Among SDI groups, the low-SDI group exhibited the highest prevalence of 186.77 (95% UI, 101.18–308.71) and YLDs of 22.98 (95% UI, 11.1–42.41), followed by the high-SDI group. The high-middle-SDI group displayed the lowest prevalence of 67.93 (95% UI, 41.48–105.22) and YLDs of 8.56 (95% UI, 4.56–14.74). Adverse trends in prevalence and YLDs were observed, with more rapid increases correlating with higher SDI levels. The high-SDI group showed the greatest increases, with AAPCs of 3.43 (95% CI: 3.35–3.50) for prevalence and 3.40 (95% CI: 3.33–3.47) for YLDs. In contrast, the low-SDI group had the smallest increases, with AAPCs of 0.64 (95% CI: 0.60–0.67) and 0.65 (95% CI: 0.61–0.67) for prevalence and YLDs, respectively.

CKD-associated HF burden and trends by region

The burden and trends of CKD-associated HF exhibited significant regional variations. Western Sub-Saharan Africa demonstrated the highest rates in 2021, with a prevalence of 493.71 (95% UI, 275.73–783.84) and a YLDs of 60.64 (95% UI, 30.47–109.11). Conversely, Eastern Europe displayed the lowest prevalence and YLDs, at 16.79 (95% UI, 9.22–28.13) and 2.17 (95% UI, 1.03–3.99), respectively. From 1990 to 2021, High-income North America experienced the most substantial increases in prevalence and YLDs, with AAPCs of 4.38 (95% CI, 4.31–4.47) and 4.28 (95% CI, 4.21–4.34), respectively. In contrast, Central Sub-Saharan Africa exhibited the smallest increases, with AAPCs of 0.55 (95% CI, 0.52–0.58) for prevalence and 0.54 (95% CI, 0.52–0.56) for YLDs (Supplementary Tables S1, S2).

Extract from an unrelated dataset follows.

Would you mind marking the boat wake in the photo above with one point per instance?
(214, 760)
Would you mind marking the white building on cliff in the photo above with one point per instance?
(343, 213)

CKD-associated HF burden and trends by country/territory

At the country/territory level, Nigeria exhibited the highest prevalence of 775.85 (95% UI, 442.28–1196.81) and YLDs of 95.14 (95% UI, 48.64–166.46) in 2021. Conversely, Ukraine demonstrated the lowest prevalence of 3.66 (95% UI, 1.9–6.39) and YLDs of 0.47 (95% UI, 0.22–0.89). From 1990 to 2021, Armenia showed the most substantial increases in prevalence [AAPC: 10.48 (95% CI, 10.19–10.8)] and YLDs [AAPC: 10.44 (95% CI, 10.15–10.75)]. In contrast, Kuwait had the least pronounced increases in prevalence [AAPC: 0.27 (95% CI, 0.16–0.38)] and YLDs [AAPC: 0.28 (95% CI, 0.18–0.38)]. Furthermore, Greece exhibited no significant increase and a trend toward decrease, with an AAPC of −0.01 (95% CI, −0.23 to 0.19) in prevalence and an AAPC of −0.02 (95% CI, −0.24 to 0.19) in YLDs (Supplementary Tables S3, S4).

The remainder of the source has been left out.